Ce 16 mai 2023, les Maliens commémorèrent la disparition de Modibo Kéita, premier président du Mali indépendant. 46 après sa mort, quelles sont les circonstances de son arrestation ? Comment est-il mort ? Quel héritage a-t-il laissé et que retiennent les Maliens de lui ? Eléments de réponse dans ce dossier que nous lui consacrons.
Pour certains historiens maliens, les circonstances de l’arrestation de Modibo Kéita restent toujours floues jusque-là. “Il y a toute une série d’histoires qui circulent autour des raisons profondes de l’arrestation de Modibo Kéita. Mais les militaires qui ont pris le pouvoir ont justifié leur action par la volonté de mettre fin à la dévalorisation de l’armée et aux restrictions des libertés symbolisées par les actions excessives de la milice populaire”, laisse entendre Boubacar Traoré, historien à la retraite.
Sous Modibo Kéita, l’US-RDA est devenu le seul parti politique au Mali se trouvant momentanément hissé sur la scène politique ouest-africaine. Modibo Kéita interdit toute opposition à son régime alors que Fily Dabo Sissoko est à la tête du Parti progressiste soudanais (PSP). Ce dernier s’oppose dès le départ à l’option socialiste prônée par Modibo Kéita. Il est emprisonné en 1962 pour s’être opposé à la création du franc malien.
Condamné à mort pour tentative de déstabilisation de l’Etat, il voit sa peine commuée en prison à perpétuité.
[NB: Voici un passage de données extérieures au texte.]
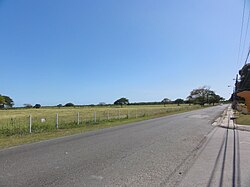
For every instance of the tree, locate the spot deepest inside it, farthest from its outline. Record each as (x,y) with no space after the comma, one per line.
(27,105)
(37,106)
(59,105)
(69,104)
(122,101)
(199,95)
(166,101)
(179,101)
(203,95)
(2,101)
(6,101)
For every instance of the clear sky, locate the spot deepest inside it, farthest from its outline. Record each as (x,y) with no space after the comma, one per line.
(91,51)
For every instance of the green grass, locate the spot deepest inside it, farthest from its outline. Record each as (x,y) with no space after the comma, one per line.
(69,128)
(243,119)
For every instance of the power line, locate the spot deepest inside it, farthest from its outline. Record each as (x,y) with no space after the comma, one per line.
(244,43)
(241,30)
(247,55)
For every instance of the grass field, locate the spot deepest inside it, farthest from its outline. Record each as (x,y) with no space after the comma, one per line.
(14,123)
(17,121)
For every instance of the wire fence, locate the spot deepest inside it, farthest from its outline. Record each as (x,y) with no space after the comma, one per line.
(37,123)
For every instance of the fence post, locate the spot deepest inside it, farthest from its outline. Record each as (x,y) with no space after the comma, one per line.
(30,123)
(78,118)
(57,120)
(95,117)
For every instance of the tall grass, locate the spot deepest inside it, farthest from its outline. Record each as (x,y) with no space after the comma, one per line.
(16,122)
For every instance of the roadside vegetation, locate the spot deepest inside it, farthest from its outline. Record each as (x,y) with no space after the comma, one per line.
(243,119)
(11,139)
(36,122)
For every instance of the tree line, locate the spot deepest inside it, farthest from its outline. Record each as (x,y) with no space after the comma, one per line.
(201,96)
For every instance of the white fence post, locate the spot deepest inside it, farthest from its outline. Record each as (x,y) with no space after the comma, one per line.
(57,120)
(78,118)
(30,123)
(95,117)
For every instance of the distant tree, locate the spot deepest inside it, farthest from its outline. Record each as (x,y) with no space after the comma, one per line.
(166,101)
(37,106)
(69,104)
(179,101)
(59,105)
(102,104)
(214,98)
(122,101)
(27,105)
(2,101)
(8,101)
(200,95)
(204,95)
(189,100)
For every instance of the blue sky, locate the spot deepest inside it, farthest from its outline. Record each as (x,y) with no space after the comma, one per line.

Il purge sa peine dans un pénitencier près de Kidal où il meurt dans des conditions mystérieuses en 1964. Plus la situation politique sous Modibo devient tendue, plus il enchaîne les erreurs, selon Boubacar Traoré. “Le président Kéita a dissous unilatéralement l’Assemblée nationale un an avant la date normale de son renouvellement et décide de gouverner désormais par ordonnance et cette situation crée des tensions au sein de son propre parti”, ajoute notre historien à la retraite.
Mais ce sont les événements du 19-20 juin 1968 qui vont tout basculer. De graves incidents surviennent à Ouéléssébougou. Des paysans mécontents refusent de verser les “contributions volontaires”, de participer aux “travaux d’investissement humain” et de livrer du mil à l’Opam, l’organisation qui a le monopole de la commercialisation des produits agricoles.
Certains sont arrêtés, mais l’émeute se déclenche et on les libère. Les heurts font deux morts et de nombreux blessés. L’épisode rend compte du mécontentement général de la population et du développement d’une forte opposition populaire au régime de Modibo. Cette situation combinée à la grave crise économique et sociale attise les tensions et pousse l’armée à franchir le Rubicon.
Un groupe de militaires formé de quatorze officiers renverse Modibo Kéita. Le 19 novembre 1968 alors que le président revient d’une tournée à l’intérieur du pays, des militaires stoppent son convoi à Kayo, à quelques kilomètres de la rentrée de Bamako. Il est amené dans la capitale. Les auteurs du changement de régime sont au nombre de quatorze (14) officieux subalternes, s’organisent au sein d’une instance appelée Comité militaire de libération nationale présidé par le lieutenant Moussa Traoré.
“Au début, les 14 officieux subalternes demandent à Modibo de mettre un terme à sa politique socialiste et de remplacer ses collaborateurs, mais il refuse, arguant qu’il était démocratiquement élu sur un programme socialiste”. Devant son refus, la nouvelle équipe dirigée par le lieutenant Moussa Traoré annonce la chute du régime de Modibo Kéita.
Modibo Keita est arrêté et déporté entre Kidal, Taoudénni et Gao avant d’être ramené à Bamako dans la caserne de commandos parachutes où il meurt en détention le 16 mai 1977.